More worried for next year: Rogers

NEW DELHI : Jim Rogers, the Singapore-based American investor, said he’s more worried about next year than this year, as a widely anticipated recession is expected to hit some Western nations by the end of the current year.

In an interview, Rogers said he expects agriculture commodities to become a promising investment opportunity after a prolonged period as demand remains high and prices rise.

Rogers anticipates interest rates to climb further and expects a substantial decline in crude oil prices only after the end of the Ukraine war. Edited excerpts:

In the current environment of uncertainties, what investment strategy should investors follow?

You should only invest in what you know well. And it holds more importance in the current environment. One should remain cautious and careful in these uncertain times.

The banking crisis and contagion effects, high interest rates and inflation are key risks that are seen as a threat to equity markets. When do we expect some respite?

After a long period of a good time, some surprising turn of events can always happen and are never to be ruled out. Interest rates were low for long periods, and people were confident and excited in a low-interest-rate environment. With interest rates rising, we have seen the surprise.

Interest rates are likely to be peaking. What’s your view?

Interest rate hikes may slow down in the near term, but more may happen next year. Eventually, we are headed for higher interest rates. Inflation may remain elevated for a longer period.

How are emerging markets such as India currently placed?

India is a good market but has continued to rise for a long period of time. Would wait for more correction to invest in India. Have invested in China, Japan, and Uzbekistan, which have offered more value post-corrections.

But it is hard to find many opportunities in the current environment.

The US markets are rebounding after significant corrections. Is the worst behind, or may we see some more downside?

America has seen the longest period of the bull market in history and therefore is likely to have corrected. It was not cheap.

I am not worried about this year, but I am more worried about next year.

The recession is widely anticipated, and expectations are that it may hit by the year’s end. We may see more impact of the turn of the event during 2024.

What is your view on currencies? The dollar index, though volatile, has retreated from highs.

I have large investments in the US dollar. It is considered to be a safe haven in the current environment.

In any turmoil, the dollar strengthens. I am also unsure where else to put my money right now.

What is your view on commodities as an asset class?
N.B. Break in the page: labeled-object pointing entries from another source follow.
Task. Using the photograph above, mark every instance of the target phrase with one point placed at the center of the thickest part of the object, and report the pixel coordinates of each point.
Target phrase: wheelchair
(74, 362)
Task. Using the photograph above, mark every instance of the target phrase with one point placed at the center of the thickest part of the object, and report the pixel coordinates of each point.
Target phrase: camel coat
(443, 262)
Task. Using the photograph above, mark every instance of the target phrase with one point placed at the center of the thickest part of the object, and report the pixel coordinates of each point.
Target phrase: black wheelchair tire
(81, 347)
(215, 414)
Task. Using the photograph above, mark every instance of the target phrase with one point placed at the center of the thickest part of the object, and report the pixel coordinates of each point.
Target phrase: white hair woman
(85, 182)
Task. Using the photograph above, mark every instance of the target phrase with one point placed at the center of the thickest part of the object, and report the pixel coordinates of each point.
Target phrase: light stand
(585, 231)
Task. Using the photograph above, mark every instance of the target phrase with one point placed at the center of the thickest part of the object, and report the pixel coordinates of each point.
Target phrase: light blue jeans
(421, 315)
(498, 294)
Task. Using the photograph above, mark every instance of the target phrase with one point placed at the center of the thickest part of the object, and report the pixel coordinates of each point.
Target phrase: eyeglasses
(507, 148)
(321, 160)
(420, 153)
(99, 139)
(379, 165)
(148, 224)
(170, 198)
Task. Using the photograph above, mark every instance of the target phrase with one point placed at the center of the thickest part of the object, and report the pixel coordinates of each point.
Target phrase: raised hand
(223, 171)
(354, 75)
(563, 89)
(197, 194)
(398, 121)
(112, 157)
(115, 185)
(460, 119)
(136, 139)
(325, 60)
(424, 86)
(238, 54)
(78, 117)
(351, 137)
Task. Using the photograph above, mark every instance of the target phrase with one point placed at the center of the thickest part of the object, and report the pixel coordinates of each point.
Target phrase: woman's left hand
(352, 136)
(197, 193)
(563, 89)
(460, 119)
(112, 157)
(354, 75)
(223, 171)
Commodities remain the cheapest asset class. I have been looking at silver, gold etc., but I think agriculture is the better place to be in. Agriculture has not remained an investment option for long, but currently, it is. The demand is high. The prices have been rising and so on.

What’s your view on crude oil?

It is the Ukraine war that remains the most important factor impacting crude oil prices. It is only when the Ukraine war subsides that you can expect a substantial decline in crude oil prices or a sustainable decline. I am also waiting for investments in crude oil but at lower levels.

What is your opinion about other base metals? Copper is volatile but has corrected significantly, and so have other metals.

With the rise in demand for electric vehicles, one expects lithium demand to remain high. But the rise in electric vehicles will also lead to higher demand for copper and lead. Copper and lead, too, can be considered for investments.